Migration Guide

Migration guide between Sparkling Water versions.

From 3.28.1 to 3.30

Removal of Deprecated Methods and Classes

  • On PySparkling, passing authentication on H2OContext via auth param is removed in favor of methods setUserName and setPassword ond the H2OConf or via the Spark options spark.ext.h2o.user.name and spark.ext.h2o.password directly.

  • On RSparkling, the method h2o_context is removed. To create H2OContext, please call hc <- H2OContext.getOrCreate(sc). Also the methods h2o_flow, as_h2o_frame and as_spark_dataframe are removed. Please use the methods available on the H2OContext instance created via hc <- H2OContext.getOrCreate(sc).

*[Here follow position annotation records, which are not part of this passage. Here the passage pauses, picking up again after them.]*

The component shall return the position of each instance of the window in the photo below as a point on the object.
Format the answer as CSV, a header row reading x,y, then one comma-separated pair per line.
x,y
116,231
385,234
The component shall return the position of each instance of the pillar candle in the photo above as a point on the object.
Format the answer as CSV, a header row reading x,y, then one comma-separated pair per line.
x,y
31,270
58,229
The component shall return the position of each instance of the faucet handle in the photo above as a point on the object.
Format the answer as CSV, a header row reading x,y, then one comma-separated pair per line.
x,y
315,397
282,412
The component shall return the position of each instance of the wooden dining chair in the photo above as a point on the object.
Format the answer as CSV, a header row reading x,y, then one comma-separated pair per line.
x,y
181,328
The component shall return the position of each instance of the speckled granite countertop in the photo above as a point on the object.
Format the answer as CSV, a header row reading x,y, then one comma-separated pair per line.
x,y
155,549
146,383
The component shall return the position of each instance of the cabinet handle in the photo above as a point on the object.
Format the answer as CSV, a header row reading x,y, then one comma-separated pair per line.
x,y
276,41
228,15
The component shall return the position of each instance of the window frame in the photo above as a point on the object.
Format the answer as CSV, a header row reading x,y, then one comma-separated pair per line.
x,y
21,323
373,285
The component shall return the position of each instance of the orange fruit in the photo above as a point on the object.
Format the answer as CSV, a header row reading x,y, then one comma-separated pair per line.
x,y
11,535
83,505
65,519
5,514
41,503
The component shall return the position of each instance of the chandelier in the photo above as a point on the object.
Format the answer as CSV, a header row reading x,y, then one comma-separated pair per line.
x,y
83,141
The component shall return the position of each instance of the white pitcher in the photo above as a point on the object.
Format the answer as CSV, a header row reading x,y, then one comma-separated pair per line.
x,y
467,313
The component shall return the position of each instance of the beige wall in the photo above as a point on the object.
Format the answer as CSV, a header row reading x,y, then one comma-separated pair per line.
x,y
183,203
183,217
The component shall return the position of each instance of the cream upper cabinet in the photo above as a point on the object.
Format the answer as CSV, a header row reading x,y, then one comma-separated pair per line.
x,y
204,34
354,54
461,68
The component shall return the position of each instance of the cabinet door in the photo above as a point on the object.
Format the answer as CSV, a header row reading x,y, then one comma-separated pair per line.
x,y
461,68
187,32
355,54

Instead of h2o_flow, use hc$openFlow, instead of as_h2o_frame, use asH2OFrame and instead of as_spark_dataframe use asSparkFrame.

    Also the H2OContext.getOrCreate(sc) does not have username and password arguments anymore. The correct way how to pass authentication details to H2OContext is via H2OConf class, such as:

    conf <- H2OConf(sc)
    conf$setUserName(username)
    conf$setPassword(password)
    hc <- H2OContext(sc, conf)
    

    The Spark options spark.ext.h2o.user.name and spark.ext.h2o.password correspond to these setters and can be also used directly.

  • In H2OContext Python API, the method as_spark_frame is replaced by the method asSparkFrame and the method as_h2o_frame is replaced by asH2OFrame.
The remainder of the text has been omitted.